Re: Why are clustering emails not clustering similar stuff?
How are you verifying your vectorization? What do you use for weighting of words? Have you tested the distance between the notifications and other documents? Are closely duplicate documents close to each other? Sent from my iPhone On Jun 6, 2013, at 7:47, Jesvin Jose frank.einst...@gmail.com wrote: I tried to cluster 1000 emails of a person using Kmeans, but clusters are not forming okay. For example if Facebook sends notifications about James Doe and 5 other people, I get 5 clusters like: :VL-858{n=7 Top Terms: doe = 10.066998481750488 james= 10.066998481750488 Why are notifications for all 5 people not getting clustered together? I used variants of the commands used in Mahout in Action, Sean Owen et al as follows: Vectorizing uses lowercasing, stop words and length filter: bin/hadoop jar /home/jesvin/dev/hadoop/mahout-distribution-0.7/examples/target/mahout-examples-0.7-job.jar org.apache.mahout.driver.MahoutDriver seq2sparse -i mymail-seqfiles -o mymail-vectors-bigram -ow -a mia.clustering.ch10.MyAnalyzer -chunk 200 -wt tfidf -s 5 -md 3 -x 90 -ng 2 -ml 50 -seq Its for 1000 emails, but I tried 100 clusters. If I tried 50, I still get similar results but half the number of emails get into any cluster. bin/hadoop jar /home/jesvin/dev/hadoop/mahout-distribution-0.7/examples/target/mahout-examples-0.7-job.jar org.apache.mahout.driver.MahoutDriver kmeans -i mymail-vectors-bigram/tfidf-vectors -c mymail-initial-clusters -o mymail-kmeans-clusters-from-bigrams -dm org.apache.mahout.common.distance.CosineDistanceMeasure -cd 0.1 -k 100 -x 20 -cl -- We dont beat the reaper by living longer. We beat the reaper by living well and living fully. The reaper will come for all of us. Question is, what do we do between the time we are born and the time he shows up? -Randy Pausch
Re: Why are clustering emails not clustering similar stuff?

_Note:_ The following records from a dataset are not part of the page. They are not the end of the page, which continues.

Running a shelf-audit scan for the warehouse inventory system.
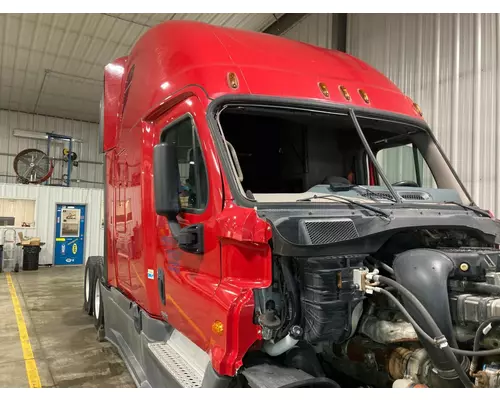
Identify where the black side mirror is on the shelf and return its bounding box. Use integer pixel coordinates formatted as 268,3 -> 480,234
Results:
153,143 -> 180,221
153,143 -> 204,254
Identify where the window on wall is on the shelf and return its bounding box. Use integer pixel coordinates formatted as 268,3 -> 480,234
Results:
164,118 -> 208,211
0,198 -> 36,227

My 2 cents. It is always tricky to get clustering right, especially kmeans. Especially when running clustering on a sparse dataset which these wordvectors tend to be (There can be only a subset of words present in a given document from whole corpus). If all you are looking for is grouping *document* together, then I think probably topic modeling might give you better results. On Wed, Jun 5, 2013 at 10:47 PM, Jesvin Jose frank.einst...@gmail.comwrote: I tried to cluster 1000 emails of a person using Kmeans, but clusters are not forming okay. For example if Facebook sends notifications about James Doe and 5 other people, I get 5 clusters like: :VL-858{n=7 Top Terms: doe = 10.066998481750488 james= 10.066998481750488 Why are notifications for all 5 people not getting clustered together? I used variants of the commands used in Mahout in Action, Sean Owen et al as follows: Vectorizing uses lowercasing, stop words and length filter: bin/hadoop jar /home/jesvin/dev/hadoop/mahout-distribution-0.7/examples/target/mahout-examples-0.7-job.jar org.apache.mahout.driver.MahoutDriver seq2sparse -i mymail-seqfiles -o mymail-vectors-bigram -ow -a mia.clustering.ch10.MyAnalyzer -chunk 200 -wt tfidf -s 5 -md 3 -x 90 -ng 2 -ml 50 -seq Its for 1000 emails, but I tried 100 clusters. If I tried 50, I still get similar results but half the number of emails get into any cluster. bin/hadoop jar /home/jesvin/dev/hadoop/mahout-distribution-0.7/examples/target/mahout-examples-0.7-job.jar org.apache.mahout.driver.MahoutDriver kmeans -i mymail-vectors-bigram/tfidf-vectors -c mymail-initial-clusters -o mymail-kmeans-clusters-from-bigrams -dm org.apache.mahout.common.distance.CosineDistanceMeasure -cd 0.1 -k 100 -x 20 -cl -- We dont beat the reaper by living longer. We beat the reaper by living well and living fully. The reaper will come for all of us. Question is, what do we do between the time we are born and the time he shows up? -Randy Pausch -- Mohit When you want success as badly as you want the air, then you will get it. There is no other secret of success. -Socrates
Why are clustering emails not clustering similar stuff?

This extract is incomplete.